If a kernel has a certain configuration, then it is possible that a module is incompatible with that configuration since some features require others to work. Similarly, it is possible that one feature conflicts with another, and thus not all features can be present simultaneously. In order to add a new feature to an existing kernel one must start with a configuration and base kernel source code release which matches the original, followed by adding a new feature/symbol. An RT patched source is not a match with a non-RT source, and thus if you are to build a module, then that module must be built with the same starting patches and the same configuration. Failure to do so implies the module will have a conflict and fail to load.
exec format error would normally mean the kernel was built with the wrong architecture, e.g., for a desktop PC processor, but attempting to run on the wrong type of CPU (e.g., the arm64 processor of a Jetson does not match the processor of a desktop PC). However, there was a recent thread on the forum where it was found that this was a “bad error message” which could also occur if the starting configuration had a conflict as well. The fact that you have a “uname -r” suffix of “-rt168-1b”, and yet the source wanted to install with a suffix of “-tegra”, says that even if the source code is the same, then the configuration differed, and module load is likely to fail (at least module search would be to the wrong location).
The fact that you’ve built against the “-tegra” kernel source, and not the patched RT source, also says the module from one will fail when used with the other.
In order for this to work you’ll need both the “-rt168-1b” source code and the module compiled against the configuration which existed at the time of creating “4.9.253-rt168-1b” before you can add a new module. Modules in the old “/lib/modules/4.9.253-tegra/” cannot be used in the new kernel.
The configuration is probably different when bulding the RT sources, but I don’t know which config was used. Typically though, the running kernel will show its build configuration in “/proc/config.gz”. If you start with a copy of that, gunzip it to decompress, and rename it as “.config”, then this (plus setting CONFIG_LOCALVERSION to “-rt168-1b” in the RT source) will be a matching start config. The default config is from the “tegra_defconfig” target, but since you are using RT source, then likely that config is no longer valid.

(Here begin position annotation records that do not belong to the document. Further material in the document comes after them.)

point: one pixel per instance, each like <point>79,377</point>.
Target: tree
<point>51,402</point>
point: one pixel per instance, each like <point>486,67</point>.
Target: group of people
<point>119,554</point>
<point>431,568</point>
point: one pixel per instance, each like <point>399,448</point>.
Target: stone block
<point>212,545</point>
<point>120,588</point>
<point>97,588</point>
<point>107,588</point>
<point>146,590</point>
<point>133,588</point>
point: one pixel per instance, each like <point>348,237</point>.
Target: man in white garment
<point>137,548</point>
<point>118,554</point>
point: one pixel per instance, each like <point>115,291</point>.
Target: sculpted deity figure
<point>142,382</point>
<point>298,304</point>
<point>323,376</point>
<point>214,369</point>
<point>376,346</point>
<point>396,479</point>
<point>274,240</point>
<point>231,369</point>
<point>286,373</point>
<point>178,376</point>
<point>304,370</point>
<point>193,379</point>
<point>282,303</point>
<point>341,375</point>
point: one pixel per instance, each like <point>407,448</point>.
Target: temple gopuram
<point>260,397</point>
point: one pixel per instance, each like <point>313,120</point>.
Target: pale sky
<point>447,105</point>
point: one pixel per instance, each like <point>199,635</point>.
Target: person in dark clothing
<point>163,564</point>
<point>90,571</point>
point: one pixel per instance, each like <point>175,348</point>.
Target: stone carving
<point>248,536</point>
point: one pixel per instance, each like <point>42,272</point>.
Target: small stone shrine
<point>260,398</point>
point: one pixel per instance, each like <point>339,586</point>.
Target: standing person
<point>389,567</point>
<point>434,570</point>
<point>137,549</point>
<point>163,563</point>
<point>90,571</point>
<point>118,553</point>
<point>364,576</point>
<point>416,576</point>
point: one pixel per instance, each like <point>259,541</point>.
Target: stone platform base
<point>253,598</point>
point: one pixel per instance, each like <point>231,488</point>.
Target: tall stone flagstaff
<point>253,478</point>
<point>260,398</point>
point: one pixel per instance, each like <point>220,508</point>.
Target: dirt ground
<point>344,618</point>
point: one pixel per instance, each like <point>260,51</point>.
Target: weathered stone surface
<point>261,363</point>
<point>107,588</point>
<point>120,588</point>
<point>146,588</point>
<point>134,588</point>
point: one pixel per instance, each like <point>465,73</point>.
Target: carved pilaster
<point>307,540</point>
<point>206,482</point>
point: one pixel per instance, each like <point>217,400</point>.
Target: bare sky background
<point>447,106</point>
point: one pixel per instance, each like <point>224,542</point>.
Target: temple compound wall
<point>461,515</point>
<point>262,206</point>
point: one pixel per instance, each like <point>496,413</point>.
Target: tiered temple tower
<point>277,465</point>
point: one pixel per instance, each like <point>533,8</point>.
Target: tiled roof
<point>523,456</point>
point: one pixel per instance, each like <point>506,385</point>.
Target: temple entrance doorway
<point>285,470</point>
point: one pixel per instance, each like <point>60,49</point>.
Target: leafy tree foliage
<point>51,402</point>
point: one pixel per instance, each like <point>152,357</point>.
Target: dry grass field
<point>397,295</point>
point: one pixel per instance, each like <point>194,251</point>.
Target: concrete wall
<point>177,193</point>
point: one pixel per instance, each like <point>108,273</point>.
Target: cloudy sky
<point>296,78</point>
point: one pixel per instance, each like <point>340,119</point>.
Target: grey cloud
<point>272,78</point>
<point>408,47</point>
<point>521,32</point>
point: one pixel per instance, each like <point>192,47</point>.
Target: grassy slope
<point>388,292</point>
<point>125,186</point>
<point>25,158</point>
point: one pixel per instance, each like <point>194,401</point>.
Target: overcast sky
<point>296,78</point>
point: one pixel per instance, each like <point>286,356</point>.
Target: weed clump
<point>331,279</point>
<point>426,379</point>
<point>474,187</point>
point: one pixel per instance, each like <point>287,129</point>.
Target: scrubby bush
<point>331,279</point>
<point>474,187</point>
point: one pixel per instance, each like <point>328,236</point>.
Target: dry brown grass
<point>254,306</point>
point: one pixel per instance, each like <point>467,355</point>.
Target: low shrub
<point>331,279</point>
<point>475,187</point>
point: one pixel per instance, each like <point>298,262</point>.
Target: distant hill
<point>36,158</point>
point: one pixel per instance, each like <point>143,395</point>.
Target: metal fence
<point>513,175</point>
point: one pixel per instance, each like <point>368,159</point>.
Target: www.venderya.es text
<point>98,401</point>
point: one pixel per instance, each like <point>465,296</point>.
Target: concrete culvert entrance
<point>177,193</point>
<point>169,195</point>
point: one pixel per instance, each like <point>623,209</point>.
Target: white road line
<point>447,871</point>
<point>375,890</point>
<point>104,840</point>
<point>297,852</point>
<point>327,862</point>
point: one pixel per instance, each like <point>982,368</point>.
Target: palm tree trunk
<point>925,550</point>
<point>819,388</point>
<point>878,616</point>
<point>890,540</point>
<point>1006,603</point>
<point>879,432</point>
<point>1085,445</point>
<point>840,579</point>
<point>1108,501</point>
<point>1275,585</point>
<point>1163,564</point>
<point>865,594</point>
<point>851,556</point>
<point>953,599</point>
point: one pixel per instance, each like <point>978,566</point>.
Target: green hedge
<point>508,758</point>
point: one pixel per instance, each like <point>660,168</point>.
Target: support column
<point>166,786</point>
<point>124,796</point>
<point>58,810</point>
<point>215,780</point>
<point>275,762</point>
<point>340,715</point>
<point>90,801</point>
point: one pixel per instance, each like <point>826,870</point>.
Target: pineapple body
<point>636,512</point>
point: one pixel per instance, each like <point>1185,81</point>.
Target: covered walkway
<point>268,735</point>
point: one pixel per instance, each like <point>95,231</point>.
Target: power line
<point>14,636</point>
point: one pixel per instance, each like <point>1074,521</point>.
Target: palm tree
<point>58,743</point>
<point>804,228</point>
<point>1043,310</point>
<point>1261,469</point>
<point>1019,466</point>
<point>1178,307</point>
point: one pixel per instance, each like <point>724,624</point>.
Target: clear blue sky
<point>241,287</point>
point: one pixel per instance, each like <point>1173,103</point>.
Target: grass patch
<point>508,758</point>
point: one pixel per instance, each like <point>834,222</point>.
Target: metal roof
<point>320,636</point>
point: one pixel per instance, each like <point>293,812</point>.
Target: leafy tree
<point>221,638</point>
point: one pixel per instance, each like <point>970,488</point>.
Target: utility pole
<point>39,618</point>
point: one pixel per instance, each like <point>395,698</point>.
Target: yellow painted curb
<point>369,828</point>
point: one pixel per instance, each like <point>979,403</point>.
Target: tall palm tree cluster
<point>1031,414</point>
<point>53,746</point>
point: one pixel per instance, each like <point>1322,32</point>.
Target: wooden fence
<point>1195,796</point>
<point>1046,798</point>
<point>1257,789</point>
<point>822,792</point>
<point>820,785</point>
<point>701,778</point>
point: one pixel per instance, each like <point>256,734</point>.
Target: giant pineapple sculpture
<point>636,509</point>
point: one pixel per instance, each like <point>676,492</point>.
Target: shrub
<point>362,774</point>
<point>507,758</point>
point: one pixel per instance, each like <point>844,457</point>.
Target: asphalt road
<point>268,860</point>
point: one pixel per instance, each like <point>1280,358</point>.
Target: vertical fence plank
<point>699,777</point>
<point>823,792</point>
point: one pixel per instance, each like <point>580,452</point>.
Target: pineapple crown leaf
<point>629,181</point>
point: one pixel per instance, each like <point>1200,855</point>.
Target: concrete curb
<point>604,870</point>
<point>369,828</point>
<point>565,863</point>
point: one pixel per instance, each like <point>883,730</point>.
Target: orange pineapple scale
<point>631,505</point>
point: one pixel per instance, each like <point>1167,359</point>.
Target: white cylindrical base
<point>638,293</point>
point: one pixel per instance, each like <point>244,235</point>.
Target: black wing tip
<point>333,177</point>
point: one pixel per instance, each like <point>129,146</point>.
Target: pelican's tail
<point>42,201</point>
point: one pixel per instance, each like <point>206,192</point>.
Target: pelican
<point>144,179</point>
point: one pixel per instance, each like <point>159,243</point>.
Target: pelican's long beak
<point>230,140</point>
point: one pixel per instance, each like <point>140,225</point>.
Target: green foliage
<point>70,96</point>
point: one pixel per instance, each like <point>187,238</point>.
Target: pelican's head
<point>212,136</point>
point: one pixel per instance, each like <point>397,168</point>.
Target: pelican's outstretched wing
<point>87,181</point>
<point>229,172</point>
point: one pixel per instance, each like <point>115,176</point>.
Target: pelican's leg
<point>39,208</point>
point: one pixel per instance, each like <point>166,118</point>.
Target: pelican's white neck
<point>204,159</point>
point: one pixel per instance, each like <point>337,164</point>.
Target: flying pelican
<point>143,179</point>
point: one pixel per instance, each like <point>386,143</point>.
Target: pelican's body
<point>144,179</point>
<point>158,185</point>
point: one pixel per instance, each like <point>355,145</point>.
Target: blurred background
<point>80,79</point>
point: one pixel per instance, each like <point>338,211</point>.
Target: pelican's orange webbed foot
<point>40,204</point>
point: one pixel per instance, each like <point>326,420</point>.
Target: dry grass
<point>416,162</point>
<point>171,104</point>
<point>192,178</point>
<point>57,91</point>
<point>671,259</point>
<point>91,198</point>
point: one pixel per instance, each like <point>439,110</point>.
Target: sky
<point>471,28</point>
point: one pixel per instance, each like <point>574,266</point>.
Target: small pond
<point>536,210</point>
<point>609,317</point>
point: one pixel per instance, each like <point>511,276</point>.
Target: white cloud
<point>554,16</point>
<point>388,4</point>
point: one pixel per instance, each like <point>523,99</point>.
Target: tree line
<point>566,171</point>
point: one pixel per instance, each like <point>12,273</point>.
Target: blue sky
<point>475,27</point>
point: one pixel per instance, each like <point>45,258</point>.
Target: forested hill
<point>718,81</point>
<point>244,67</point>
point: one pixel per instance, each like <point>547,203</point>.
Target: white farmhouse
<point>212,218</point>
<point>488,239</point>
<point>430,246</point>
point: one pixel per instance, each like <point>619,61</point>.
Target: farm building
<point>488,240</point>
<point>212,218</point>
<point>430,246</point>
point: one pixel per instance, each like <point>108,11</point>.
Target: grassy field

I’ll also add that having RT source does not magically lower latency. You probably need to specify particular processes which should be scheduled for lower latency. If everything could be lower latency by this method, and no adjustment were needed to tune this, then everyone would use this source. You’d have to consult the documents on specifying scheduling classes (and in turn marking your process as that class).